Under Water by Casey Barrett
Kensington Publishing Corp., $25.00, 309 pages, ISBN 978-1-4697-0968-4
The MBR is ever on the lookout for debut authors with arresting characters, compelling plots and above-average wordsmithing talent. When we find one, we do our best to alert all of you, so that together, we can read and enjoy the writer and character as they grow. Those types of people are hard to find, and when we do, it’s cause to celebrate . . . so put your party hat on, turn the TV off and fire-up the La-Z-Boy. It’s time to read.
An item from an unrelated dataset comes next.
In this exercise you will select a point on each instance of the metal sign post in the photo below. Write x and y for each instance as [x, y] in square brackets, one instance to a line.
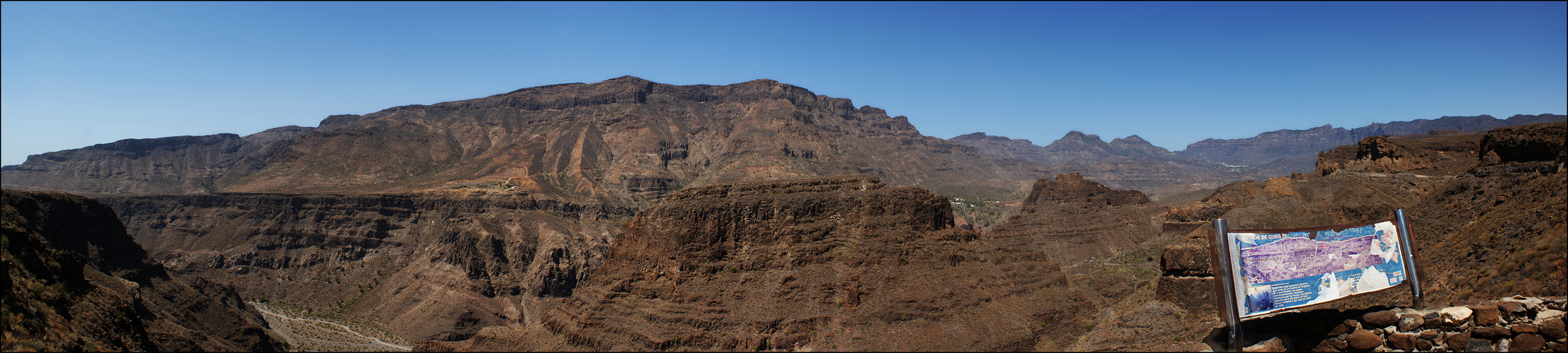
[1409, 251]
[1233, 313]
Under Water, by Casey Barrett, is a great summer read. It’s a dynamic first novel featuring a wise-cracking, tough and young, ex-competitive swimmer who was destined for Olympics Gold. Then, his father disgraced the family by committing financial fraud and going to prison. In a riches-to-rags story, his son Lawrence known as “Duck” Darley—destitute now—begins drinking, dealing drugs and quits the team, then watches as one of his teammates goes on to win four Olympic gold medals. Duck, meanwhile, goes on, to deal a little dope that somehow became a lot of dope when I wasn’t looking. At age twenty, Duck gets busted with a couple of pounds of weed and goes away for a couple years for possession with intent to distribute. Once he gets paroled, he becomes a high-functioning alcoholic and pill-popper, who makes his living by finding things. He’s not a PI. That’s passé. Instead, sort of like a superhero for hire, he’ll find out if your spouse is cheating, for example, with whom, where and how . . . and take pictures. Now, more than a decade later, the mother of his old teammate contacts Duck to hire him to find her missing daughter, Madeline. She’s eighteen, rich, a talented swimmer . . . and self-destructive. She’s been missing for a week and Duck thinks it’s just another case of a spoiled, bratty runaway. Then her roommate turns up savagely murdered and Maddie, as she’s known, becomes the primary suspect in the media. The search soon turns deadly. Duck is attacked and nearly beaten to death as the case sucks him ever-deeper into the morass of Olympic swimming, where lies and violence lie just below the surface, and every one of the competitors will do whatever it takes to gain the edge. Duck didn’t win any medals, but he’ll win you over with his actions and flat-out bad-assivness. He’s a winner!